Fixing the profound, arcane problems on Wall Street makes Social Security reform or a tax-code overhaul look easy. No wonder John McCain and Barack Obama have been fulminating about the unfairness of it all—while sidestepping specific prescriptions. "They're treading very carefully because they don't want to take a position that turns out to be laughable," says economist James Barth of the Milken Institute.
But as the stock markets have tanked and the government has rescued huge, foundering companies like AIG, each candidate has started testing ideas for overhauling Wall Street. McCain, who said earlier this year, "I'm always for less regulation," has been more vague, consistent with his free-market leanings. Obama, ever the wonk, has outlined a six-point plan that includes some old ideas and some new ones. Here are the most prominent plans each candidate has outlined so far:
Fire Chris Cox, chairman of the Securities and Exchange Commission. This is somewhat puzzling. The SEC bears a bit of responsibility for the Wall Street meltdown, but its main job is enforcing laws that govern the way companies do their accounting, disclose information, and trade their shares. The SEC isn't responsible for monitoring speculators or auditing banks. Even if it were, many of the market's problems stem from investments that were riskier than anybody realized. That's not fraud—it's one of the risks investors take when gambling on high returns.
McCain may be confusing the SEC with some of the other "alphabet soup" agencies he has routinely lambasted. The main agency that monitors speculators—who usually operate in commodity or currency markets—isn't the SEC but the Commodity Futures Trading Commission. In terms of all the bad mortgages that underlie the financial crisis, a better villain than the SEC might be the Office of Federal Housing Enterprise Oversight, whose job is to oversee the mortgage giants Fannie Mae and Freddie Mac. But hardly anybody has ever heard of OFHEO, which is probably why McCain is picking on the better-known SEC.
Set up a new government agency to handle all the bailouts. McCain would call this the Mortgage and Financial Institutions Trust and model it on the Resolution Trust Corp. that did a pretty good job of handling the assets of failed savings-and-loan institutions starting in the late 1980s. This sort of idea is gaining traction among financial experts. One advantage is that it would deal with all troubled financial institutions more or less the same, instead of the current ad-hoc approach that has left investors deeply confused about which companies are worth saving and which aren't. Some critics of such a plan would prefer to see the markets dismantle failed companies on their own, which is what's happened with Lehman Brothers.
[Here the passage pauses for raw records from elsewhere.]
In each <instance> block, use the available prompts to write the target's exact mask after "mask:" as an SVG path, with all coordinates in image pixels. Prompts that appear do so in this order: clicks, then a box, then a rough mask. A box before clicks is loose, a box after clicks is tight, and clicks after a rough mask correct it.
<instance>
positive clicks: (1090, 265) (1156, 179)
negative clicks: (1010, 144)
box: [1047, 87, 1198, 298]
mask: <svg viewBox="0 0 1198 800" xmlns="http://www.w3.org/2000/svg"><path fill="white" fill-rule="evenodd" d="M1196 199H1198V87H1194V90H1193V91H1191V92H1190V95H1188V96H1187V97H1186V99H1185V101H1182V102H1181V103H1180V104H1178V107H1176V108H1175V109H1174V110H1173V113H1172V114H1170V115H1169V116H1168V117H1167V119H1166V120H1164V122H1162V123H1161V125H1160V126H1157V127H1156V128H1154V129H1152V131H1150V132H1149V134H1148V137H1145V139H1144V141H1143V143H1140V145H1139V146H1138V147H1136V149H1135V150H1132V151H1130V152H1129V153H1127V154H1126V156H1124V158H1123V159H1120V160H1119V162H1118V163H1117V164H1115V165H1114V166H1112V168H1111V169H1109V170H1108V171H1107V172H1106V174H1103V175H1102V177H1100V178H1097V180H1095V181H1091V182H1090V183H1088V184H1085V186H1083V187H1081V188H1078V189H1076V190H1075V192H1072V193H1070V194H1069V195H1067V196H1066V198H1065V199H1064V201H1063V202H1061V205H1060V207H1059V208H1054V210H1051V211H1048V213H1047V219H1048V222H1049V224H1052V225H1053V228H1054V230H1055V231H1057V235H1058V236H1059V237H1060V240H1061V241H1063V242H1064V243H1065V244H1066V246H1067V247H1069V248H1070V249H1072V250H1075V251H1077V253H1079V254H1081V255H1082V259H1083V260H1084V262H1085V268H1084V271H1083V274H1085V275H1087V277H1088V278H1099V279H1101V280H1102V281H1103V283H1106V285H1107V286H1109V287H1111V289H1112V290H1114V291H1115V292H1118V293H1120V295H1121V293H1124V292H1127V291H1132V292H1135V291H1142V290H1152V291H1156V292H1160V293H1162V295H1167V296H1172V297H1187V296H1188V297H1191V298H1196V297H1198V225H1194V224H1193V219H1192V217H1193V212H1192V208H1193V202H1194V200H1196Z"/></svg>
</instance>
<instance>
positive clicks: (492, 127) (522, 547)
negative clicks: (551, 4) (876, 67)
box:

That may have already occurred to a large degree by the time McCain's trust gets set up, well into next year at the earliest.
Prosecute CEOs who mislead the public. The top executives at Bear Stearns, Lehman Brothers, and Merrill Lynch all assured investors that their companies were doing just fine, even as losses and writeoffs mounted. But that's not fraud, unless those companies published false or misleading information in their SEC filings or other official reports. Hyperbolic CEOs—carefully guided by lawyers—are a staple of corporate America, which is one reason stock analysts get paid big bucks to figure out what's really going on. Maybe McCain should focus on some of them.
Tighten financial regulations. This is likely to happen no matter who is president. McCain has highlighted a familiar set of populist pleas: Rein in financial speculators, toughen rules on any firm gaining access to federal loans, and consolidate a mish-mash of regulatory agencies.
Cut taxes, corral special interests in Washington . McCain's pet causes have nothing to do with the financial crisis.
End greed on Wall Street. Good luck.
Enact tough penalties on fraudulent lenders. There are already laws against fraudulent lending. The problem hasn't been punishing the fraudsters—it's been identifying them, before they do a lot of damage.
Toughen financial regulations. Obama's reforms would include new oversight of investment banks and other firms that have largely escaped scrutiny until now, more disclosure by financial firms, higher capital requirements for firms used to operating with a minimal cash backstop, and more consistent rules that apply to all financial institutions, not just regular banks. Many of these ideas have bipartisan support and seem likely to happen no matter who wins the White House.
Establish a financial markets advisory group. This assemblage of presidential advisers would meet regularly to take the temperature of the markets and blow the whistle if they see trouble brewing. Nice idea, except that such advisory groups usually have no actual power and are only effective if top officials listen to them. In the early days of the current crisis, plenty of people in Washington were waving red flags—and were mostly ignored by top policymakers.
Enact a $50 billion stimulus plan. Obama wants to create jobs by funding new infrastructure projects, rebuilding schools, and helping bail out state and local governments that are in the red. Whatever the merits, a second stimulus wouldn't address any aspect of the crisis on Wall Street. And infrastructure-type projects tend to take years before the overall economy benefits.
Cut taxes on the middle class, reduce dependence on imported oil, make healthcare more affordable. Obama's pet causes don't address the financial crisis any more than McCain's do.
Prevent this kind of turmoil in the first place. Too late.